Il n’y a pas nécessairement besoin d’une bombe, d’une arme sophistiquée – un camion, un véhicule, un engin quelconque peut provoquer un carnage. Pour vaincre le terrorisme il faut s’en prendre à sa cause. Ces hommes qui passent à l’acte font ça par le biais de réseaux, quelques fois le réseau internet, quelques fois des réseaux physiques, c’est-à-dire d’autres personnes. La raison d’existence de ces réseaux, ce sont les foyers de conflits, de guerres, qu’il y a actuellement en Syrie, en Irak, en Libye, et c’est contre ces foyers de guerre qu’il faut se batter. Car les commanditaires, les gens qui animent ces idées-là sont dans ces endroits-là, et les moyens matériels qui proviennent de ces endroits-là. C’est donc bien là-bas que nous devons concentrer nos efforts.

On est déjà en état d’urgence, et les attentats continuent

Il est trop tôt pour savoir quelles seront les conséquences politiques de l’attentat de Nice. J’entends bien l’opposition qui demande la prolongation de l’état d’urgence. D’ailleurs le gouvernement l’a annoncée aussi. Mais je ne suis pas convaincu… On est déjà en état d’urgence, et les attentats continuent. Ce n’est pas l’état d’urgence qui peut arrêter des fanatiques mais les moyens que nous devons mettre en œuvre dans les services de sécurité, et, à plus long terme, en éliminant les foyers et les raisons d’être du terrorisme qui se situent en Syrie, en Irak, en Afghanistan, en Libye…

Il faut se donner les moyens de lutter contre les terroristes et non pas enfermer la société dans des règles de plus en plus contraignantes

Ce n’est pas en limitant les libertés des citoyens qu’on arrête le terrorisme. Sinon, ce serait trop simple… Il faut se donner les moyens de lutter contre les terroristes et non pas enfermer la société dans des règles de plus en plus contraignantes. Cela ne sert à rien».

Nicolas Dhuicq, député Les Républicains : «L’attentat était prévisible et redouté »

«Il est totalement impossible d’éviter tous les attentats, mais nous devons suivre ce qui se passe en Syrie et en Irak.

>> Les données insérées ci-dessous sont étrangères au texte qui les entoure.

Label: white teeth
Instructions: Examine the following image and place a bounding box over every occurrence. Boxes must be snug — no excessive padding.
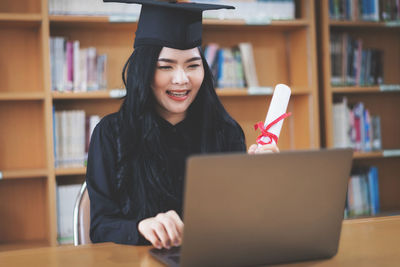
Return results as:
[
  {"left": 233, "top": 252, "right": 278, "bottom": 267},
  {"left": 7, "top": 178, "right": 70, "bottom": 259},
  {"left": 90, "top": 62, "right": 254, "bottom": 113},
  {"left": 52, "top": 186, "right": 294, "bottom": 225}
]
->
[{"left": 167, "top": 91, "right": 189, "bottom": 97}]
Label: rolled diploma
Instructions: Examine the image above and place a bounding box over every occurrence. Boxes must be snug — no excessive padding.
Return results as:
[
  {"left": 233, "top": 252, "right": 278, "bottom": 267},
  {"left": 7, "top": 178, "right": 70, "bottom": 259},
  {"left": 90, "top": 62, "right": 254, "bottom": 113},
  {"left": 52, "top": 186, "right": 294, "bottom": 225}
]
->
[{"left": 258, "top": 83, "right": 291, "bottom": 147}]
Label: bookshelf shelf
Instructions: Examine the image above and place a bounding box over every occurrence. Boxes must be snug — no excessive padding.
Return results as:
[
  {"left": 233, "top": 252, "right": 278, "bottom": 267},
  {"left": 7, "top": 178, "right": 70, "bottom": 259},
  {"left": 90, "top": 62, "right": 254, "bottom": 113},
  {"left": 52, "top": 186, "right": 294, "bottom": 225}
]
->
[
  {"left": 0, "top": 240, "right": 50, "bottom": 252},
  {"left": 331, "top": 85, "right": 400, "bottom": 94},
  {"left": 55, "top": 167, "right": 86, "bottom": 176},
  {"left": 353, "top": 151, "right": 383, "bottom": 159},
  {"left": 0, "top": 12, "right": 42, "bottom": 21},
  {"left": 0, "top": 169, "right": 48, "bottom": 179},
  {"left": 0, "top": 92, "right": 45, "bottom": 101},
  {"left": 329, "top": 20, "right": 400, "bottom": 29},
  {"left": 49, "top": 15, "right": 310, "bottom": 29}
]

Par exemple lors de la libération par l’armée irakienne de la ville de Raqqa, l’Etat islamique avait utilisé plus de 300 véhicules piégées ou téléguidées contre les forces armées iraquiennes. Donc l’attentat aux véhicules, soit avec des explosifs, soit utilisés comme projectiles, était prévisible et redouté. Pour l’éviter il y a deux solutions compliqués à mettre en œuvre dans un pays en paix : la première consiste à mettre des barrages sur les routes, des chicanes, comme on fait devant les bases militaires dans les pays en guerre, pour empêcher l’accélération, et la seconde, plus importante, consiste en le changement du calibre et des armes des forces de sécurité intérieure de nos gendarmes, surveillants de l’administration pénitentiaire, et douaniers. Le calibre de 9 mm est obsolète, sa vitesse initiale est trop faible, il ne perfore pas les pare-brises. Ce que montre l’attentat de Nice, techniquement, c’est combien de balles ont été tirées par les forces de sécurité. Nous étions dans une logique d’arrêt, pour mettre en prison, aujourd’hui on est plutôt dans celle de tuer l’agresseur, de peur qu’il ait des explosifs sur lui. Vous verrez, dans les années à venir, les équipements en termes d’armes de poing et de fusils d’assaut dans la sécurité intérieure similaires à ceux de l’armée de terre.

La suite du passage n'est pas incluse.